Ребенок безропотно подчинился. Я поднес руку к губам и легонько дунул. Шарик плавно перелетел к девочке. Она испуганно отдернула руки, но, убедившись, что он не жжет, заливисто засмеялась. Такого два постреленка выдержать не могли и спешно присоединились к старшей сестре. Черноглазые, вихрастые, мал мала меньше, очевидно, погодки, с завистью и надеждой протягивали ладошки. Я сотворил каждому по светящемуся шарику — красный и зеленый.

— А теперь слушайте — мне нужно с вашей мамкой поговорить.

Бледность с лица Сельвии сошла, но страх остался.

— Сколько у меня в запасе времени?

— Я не виновата, господин.

— Оставь. Сколько?

— До утра.

«Неплохо. Успею перекусить и вздремнуть. Хотя — стоп! Дети. Выйти придется подальше, если они решатся напасть, пусть это случится подальше от малышей».

— Я уйду, не волнуйся.

Сельвия даже не пыталась скрыть вздох облегчения.

— Что же это я, — всплеснула она руками, — за стол усадила, а покормить забыла.

В горшке оказалась каша с бараниной. Появился хлеб, овощи и жбан с брагой.

— Не посетуй за скудность, господин.

Видела бы ты, чем питался господин, еще пару суток назад.

— Не суетись. Лучше расскажи, что здесь происходит.

Она разом сникла и вновь стала похожа на испуганную мышь.

— К кому побежал муж?

И тут случилось то, что я меньше всего ожидал — она по-бабьи заголосила.

— Не губи, господин.

— Ты что? Я чуть не подавился. Разве можно так пугать людей.

Крупная слезинка повисла на носу Сельвии. Зажав ладонями рот, она тяжело всхлипывала. Детская возня на миг стихла и три мордашки удивленно уставились на нас.

— Ну вот, и детей напугала.

— Не муж он мне, — прошептала Сельвия.

— Бывает.

— Теренса, мужа, они убили десять дней назад. Все ушли, а одного оставили тебя ждать.

Я поднял глаза от горшка.

— Почем знаешь, что меня.

— А кого же еще? Край у нас глухой, до посада два дня пути. И тут приходишь ты — один и без оружия, опять же колдовать можешь.

Баранина мне нравилась, а какой оборот принимало дело — нет.

— Ты вон детишек позабавил, а тот лишь жрал, да под подол лез.

Брага оказалась кислой на вкус, почти противной.

— Уйду, что делать станешь? Ведь убьют.

Сельвия залилась слезами пуще прежнего.

— Детей жалко, ведь не пощадят никого.

Из-за печи показалась остренькая мордашка, похожая на соболью. То ли пищу учуяла, то ли шум потревожил.

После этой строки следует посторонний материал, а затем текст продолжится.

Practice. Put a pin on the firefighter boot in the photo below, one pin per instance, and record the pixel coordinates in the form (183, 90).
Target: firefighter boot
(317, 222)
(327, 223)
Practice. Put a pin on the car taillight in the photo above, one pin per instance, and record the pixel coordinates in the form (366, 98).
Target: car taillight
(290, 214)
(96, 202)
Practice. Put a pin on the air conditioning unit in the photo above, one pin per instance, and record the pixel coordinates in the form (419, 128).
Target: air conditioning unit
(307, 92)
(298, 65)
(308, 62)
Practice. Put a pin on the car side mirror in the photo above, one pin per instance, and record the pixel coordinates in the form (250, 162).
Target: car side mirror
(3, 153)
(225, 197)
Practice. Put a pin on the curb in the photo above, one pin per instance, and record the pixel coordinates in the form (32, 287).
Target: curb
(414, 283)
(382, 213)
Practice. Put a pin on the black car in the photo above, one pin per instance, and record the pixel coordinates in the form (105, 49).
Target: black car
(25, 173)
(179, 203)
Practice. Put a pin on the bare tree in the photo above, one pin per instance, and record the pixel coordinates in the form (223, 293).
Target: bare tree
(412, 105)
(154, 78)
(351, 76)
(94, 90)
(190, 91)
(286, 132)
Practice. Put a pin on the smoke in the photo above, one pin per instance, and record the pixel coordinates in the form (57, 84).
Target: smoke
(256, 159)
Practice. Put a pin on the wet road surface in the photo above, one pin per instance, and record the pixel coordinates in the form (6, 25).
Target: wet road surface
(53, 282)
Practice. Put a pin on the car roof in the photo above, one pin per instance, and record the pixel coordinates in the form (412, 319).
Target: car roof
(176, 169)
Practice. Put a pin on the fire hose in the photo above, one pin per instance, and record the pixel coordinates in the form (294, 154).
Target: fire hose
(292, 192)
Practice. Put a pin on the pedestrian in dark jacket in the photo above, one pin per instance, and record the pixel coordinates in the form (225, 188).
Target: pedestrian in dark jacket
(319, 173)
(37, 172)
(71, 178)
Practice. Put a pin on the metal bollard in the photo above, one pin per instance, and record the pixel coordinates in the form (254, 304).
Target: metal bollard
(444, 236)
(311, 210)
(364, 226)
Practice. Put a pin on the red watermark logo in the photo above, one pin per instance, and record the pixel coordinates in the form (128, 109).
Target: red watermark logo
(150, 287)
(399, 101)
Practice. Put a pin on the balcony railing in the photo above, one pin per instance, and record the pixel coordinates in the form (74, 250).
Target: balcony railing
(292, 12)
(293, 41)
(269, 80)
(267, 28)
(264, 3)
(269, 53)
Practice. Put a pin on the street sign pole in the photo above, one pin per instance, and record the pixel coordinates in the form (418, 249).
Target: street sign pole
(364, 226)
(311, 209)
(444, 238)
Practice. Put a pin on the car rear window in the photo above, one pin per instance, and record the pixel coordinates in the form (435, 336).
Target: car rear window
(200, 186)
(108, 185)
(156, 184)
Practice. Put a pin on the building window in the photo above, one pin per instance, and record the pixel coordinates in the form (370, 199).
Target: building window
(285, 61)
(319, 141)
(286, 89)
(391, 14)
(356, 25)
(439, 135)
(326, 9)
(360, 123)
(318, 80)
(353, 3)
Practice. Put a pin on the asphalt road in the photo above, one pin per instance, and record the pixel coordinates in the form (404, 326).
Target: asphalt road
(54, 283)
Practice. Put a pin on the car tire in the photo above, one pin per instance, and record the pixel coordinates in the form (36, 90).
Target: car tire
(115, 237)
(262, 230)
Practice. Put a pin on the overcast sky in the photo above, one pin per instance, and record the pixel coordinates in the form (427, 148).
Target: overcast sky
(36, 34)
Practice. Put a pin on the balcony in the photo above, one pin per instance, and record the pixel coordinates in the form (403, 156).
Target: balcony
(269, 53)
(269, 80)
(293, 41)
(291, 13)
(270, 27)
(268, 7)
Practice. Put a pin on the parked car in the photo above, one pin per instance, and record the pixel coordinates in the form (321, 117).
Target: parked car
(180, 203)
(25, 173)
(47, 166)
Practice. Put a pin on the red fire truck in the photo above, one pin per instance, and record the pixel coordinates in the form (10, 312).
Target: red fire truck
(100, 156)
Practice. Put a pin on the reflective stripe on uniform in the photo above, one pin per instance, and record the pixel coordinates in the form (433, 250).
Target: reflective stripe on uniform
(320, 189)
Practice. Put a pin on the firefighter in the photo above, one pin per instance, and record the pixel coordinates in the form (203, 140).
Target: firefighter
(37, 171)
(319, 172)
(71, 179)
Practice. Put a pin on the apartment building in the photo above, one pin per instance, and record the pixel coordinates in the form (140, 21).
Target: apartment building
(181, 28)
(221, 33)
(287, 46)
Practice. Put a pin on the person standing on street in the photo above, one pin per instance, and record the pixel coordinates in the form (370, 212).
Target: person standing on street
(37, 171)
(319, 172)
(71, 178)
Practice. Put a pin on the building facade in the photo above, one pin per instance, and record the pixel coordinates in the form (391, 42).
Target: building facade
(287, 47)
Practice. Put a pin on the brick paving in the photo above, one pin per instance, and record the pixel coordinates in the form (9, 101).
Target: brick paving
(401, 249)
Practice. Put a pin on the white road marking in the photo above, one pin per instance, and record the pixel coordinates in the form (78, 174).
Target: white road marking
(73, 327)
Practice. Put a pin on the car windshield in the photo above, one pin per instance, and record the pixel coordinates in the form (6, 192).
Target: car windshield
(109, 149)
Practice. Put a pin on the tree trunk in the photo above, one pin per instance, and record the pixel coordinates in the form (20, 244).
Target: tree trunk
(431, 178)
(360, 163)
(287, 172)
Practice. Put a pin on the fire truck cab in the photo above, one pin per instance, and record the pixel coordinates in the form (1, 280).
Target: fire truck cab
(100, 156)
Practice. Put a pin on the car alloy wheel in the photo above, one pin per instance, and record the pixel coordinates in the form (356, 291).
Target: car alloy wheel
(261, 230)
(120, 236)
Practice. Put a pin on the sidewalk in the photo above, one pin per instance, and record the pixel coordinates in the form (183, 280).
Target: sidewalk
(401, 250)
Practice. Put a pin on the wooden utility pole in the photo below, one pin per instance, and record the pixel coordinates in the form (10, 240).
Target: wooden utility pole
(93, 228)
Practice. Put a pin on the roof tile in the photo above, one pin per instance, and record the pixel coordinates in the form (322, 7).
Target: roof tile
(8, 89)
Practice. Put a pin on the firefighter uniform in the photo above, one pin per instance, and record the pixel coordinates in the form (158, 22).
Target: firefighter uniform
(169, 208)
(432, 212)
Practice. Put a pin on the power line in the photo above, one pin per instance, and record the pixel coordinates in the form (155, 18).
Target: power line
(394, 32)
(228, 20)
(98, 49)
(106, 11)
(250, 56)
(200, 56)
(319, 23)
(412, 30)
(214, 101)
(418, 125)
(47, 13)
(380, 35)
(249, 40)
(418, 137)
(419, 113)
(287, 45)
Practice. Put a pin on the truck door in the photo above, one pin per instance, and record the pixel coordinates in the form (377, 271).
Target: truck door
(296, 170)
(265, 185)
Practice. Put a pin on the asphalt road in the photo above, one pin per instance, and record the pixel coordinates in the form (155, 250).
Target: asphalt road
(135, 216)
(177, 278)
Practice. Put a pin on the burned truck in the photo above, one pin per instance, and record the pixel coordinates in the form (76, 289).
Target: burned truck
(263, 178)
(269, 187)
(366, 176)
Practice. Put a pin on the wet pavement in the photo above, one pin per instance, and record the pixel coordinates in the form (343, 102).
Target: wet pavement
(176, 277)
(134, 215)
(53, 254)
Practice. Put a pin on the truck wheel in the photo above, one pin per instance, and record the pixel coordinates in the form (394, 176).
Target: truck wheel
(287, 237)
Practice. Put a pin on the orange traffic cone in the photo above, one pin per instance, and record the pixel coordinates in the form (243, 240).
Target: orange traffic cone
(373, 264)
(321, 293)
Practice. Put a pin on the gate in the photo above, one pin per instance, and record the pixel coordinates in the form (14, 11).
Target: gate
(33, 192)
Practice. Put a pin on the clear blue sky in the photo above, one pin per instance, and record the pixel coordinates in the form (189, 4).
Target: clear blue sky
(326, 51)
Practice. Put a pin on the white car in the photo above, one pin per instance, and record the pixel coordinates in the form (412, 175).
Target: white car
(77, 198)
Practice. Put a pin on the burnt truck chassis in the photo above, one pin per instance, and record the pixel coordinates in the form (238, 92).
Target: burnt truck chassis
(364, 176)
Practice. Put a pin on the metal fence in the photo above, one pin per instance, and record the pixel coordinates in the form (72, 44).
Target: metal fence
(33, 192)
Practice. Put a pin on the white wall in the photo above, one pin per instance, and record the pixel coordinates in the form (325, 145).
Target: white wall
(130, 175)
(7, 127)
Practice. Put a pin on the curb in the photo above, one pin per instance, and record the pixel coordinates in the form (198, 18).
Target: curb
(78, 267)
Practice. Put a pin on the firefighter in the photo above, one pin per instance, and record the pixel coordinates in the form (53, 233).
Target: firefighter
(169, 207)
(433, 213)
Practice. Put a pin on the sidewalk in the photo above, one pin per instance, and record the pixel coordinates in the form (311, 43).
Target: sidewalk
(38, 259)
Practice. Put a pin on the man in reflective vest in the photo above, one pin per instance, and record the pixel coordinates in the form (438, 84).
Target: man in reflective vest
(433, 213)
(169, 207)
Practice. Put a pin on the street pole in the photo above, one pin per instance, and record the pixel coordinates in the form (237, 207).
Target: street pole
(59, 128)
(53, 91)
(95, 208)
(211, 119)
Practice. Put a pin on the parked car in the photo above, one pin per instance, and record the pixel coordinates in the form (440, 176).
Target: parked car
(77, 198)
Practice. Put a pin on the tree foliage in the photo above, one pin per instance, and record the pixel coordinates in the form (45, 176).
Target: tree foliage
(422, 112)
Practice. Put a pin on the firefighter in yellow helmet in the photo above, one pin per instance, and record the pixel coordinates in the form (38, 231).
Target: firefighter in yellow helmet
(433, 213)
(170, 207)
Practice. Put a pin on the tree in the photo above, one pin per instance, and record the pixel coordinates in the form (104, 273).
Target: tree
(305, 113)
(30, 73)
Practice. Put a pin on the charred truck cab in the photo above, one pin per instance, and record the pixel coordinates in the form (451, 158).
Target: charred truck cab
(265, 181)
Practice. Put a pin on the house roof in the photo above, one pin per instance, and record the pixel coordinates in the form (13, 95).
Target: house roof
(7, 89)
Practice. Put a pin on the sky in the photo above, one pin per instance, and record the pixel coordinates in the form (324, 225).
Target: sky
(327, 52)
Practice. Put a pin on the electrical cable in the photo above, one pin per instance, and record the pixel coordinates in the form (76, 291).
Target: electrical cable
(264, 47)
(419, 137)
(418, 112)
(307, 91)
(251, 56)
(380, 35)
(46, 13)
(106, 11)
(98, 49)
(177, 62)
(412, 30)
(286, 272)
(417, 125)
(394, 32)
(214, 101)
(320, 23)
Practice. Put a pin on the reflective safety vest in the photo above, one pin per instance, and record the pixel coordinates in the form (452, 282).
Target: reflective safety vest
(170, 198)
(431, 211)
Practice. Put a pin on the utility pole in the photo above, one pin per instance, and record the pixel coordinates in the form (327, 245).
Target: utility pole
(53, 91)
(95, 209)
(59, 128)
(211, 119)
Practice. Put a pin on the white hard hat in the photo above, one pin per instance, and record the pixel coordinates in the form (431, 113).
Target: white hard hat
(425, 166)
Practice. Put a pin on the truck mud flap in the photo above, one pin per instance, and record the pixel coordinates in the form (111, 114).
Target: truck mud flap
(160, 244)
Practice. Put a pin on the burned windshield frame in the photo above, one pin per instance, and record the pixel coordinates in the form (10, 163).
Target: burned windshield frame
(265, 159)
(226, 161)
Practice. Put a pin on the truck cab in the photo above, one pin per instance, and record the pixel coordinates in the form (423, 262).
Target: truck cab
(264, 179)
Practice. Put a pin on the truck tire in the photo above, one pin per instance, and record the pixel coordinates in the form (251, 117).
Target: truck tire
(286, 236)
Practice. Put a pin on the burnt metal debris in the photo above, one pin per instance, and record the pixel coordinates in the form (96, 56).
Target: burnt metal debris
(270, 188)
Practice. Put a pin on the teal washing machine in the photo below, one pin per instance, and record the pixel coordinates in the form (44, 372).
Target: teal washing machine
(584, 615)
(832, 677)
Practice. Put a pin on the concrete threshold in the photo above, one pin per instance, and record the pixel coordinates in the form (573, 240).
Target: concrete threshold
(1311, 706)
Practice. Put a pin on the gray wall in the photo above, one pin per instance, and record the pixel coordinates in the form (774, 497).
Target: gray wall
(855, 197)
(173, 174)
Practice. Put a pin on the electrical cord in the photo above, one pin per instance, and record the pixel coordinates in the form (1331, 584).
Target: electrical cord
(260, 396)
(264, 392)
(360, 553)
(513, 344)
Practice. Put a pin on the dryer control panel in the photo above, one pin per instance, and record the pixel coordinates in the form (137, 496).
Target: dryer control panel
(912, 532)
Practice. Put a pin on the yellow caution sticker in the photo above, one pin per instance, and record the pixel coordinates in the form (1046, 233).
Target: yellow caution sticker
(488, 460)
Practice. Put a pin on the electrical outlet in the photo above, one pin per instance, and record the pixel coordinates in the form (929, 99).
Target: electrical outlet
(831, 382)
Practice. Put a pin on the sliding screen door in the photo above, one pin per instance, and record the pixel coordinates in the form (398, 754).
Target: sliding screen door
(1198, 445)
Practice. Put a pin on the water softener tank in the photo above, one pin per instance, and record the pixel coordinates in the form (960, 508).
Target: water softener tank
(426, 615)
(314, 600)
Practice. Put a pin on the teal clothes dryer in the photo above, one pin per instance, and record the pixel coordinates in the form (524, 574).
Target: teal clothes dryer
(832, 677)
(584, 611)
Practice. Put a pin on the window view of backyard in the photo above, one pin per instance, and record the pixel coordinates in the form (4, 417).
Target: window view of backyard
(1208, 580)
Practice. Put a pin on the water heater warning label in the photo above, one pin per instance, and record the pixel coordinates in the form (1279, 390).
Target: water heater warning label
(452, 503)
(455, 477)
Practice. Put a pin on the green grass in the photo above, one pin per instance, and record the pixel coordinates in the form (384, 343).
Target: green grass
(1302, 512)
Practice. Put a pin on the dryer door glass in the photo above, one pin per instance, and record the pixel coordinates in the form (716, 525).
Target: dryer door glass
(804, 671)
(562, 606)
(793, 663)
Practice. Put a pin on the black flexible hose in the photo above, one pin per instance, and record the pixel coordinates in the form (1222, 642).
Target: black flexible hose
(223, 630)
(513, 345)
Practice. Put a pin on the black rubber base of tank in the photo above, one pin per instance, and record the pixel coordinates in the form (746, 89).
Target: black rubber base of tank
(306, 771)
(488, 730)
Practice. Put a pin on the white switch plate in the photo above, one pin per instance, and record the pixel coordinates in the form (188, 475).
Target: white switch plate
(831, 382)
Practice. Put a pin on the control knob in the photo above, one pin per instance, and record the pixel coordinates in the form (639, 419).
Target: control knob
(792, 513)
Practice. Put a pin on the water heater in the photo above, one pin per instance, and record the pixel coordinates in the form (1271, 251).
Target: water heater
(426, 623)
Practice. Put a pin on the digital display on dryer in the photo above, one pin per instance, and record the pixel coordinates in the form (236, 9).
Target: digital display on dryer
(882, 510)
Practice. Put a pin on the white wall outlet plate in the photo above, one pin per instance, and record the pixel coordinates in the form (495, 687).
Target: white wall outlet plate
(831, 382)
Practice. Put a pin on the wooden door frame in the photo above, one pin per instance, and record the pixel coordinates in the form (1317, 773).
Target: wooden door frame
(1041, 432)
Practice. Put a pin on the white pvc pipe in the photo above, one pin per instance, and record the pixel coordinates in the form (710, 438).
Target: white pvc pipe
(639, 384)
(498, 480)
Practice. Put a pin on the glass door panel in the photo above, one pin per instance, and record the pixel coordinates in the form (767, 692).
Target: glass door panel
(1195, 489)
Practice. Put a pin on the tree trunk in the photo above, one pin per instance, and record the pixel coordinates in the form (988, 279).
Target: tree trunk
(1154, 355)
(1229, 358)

— Забавный у вас зверек. Ишь, как его любопытство разбирает.

Сельвия смахнула слезы.

— Младшенький прошлой зимой подобрал, муж выходил.

Я отодвинул от себя посуду.

— Спасибо за угощение.

Сельвия лишь развела руками.

— Сколько их может нагрянуть? И кто?

— Нечисть проклятая, но командует человек, хотя какой он человек — зверь.

Час от часу не легче.

— Деньков сорок назад повалили стаями из-за Реки. Грабят, убивают.

«По срокам получается, что это моя вина, я разворошил гадюшник — убив, хоть и не намеренно, Карлоса».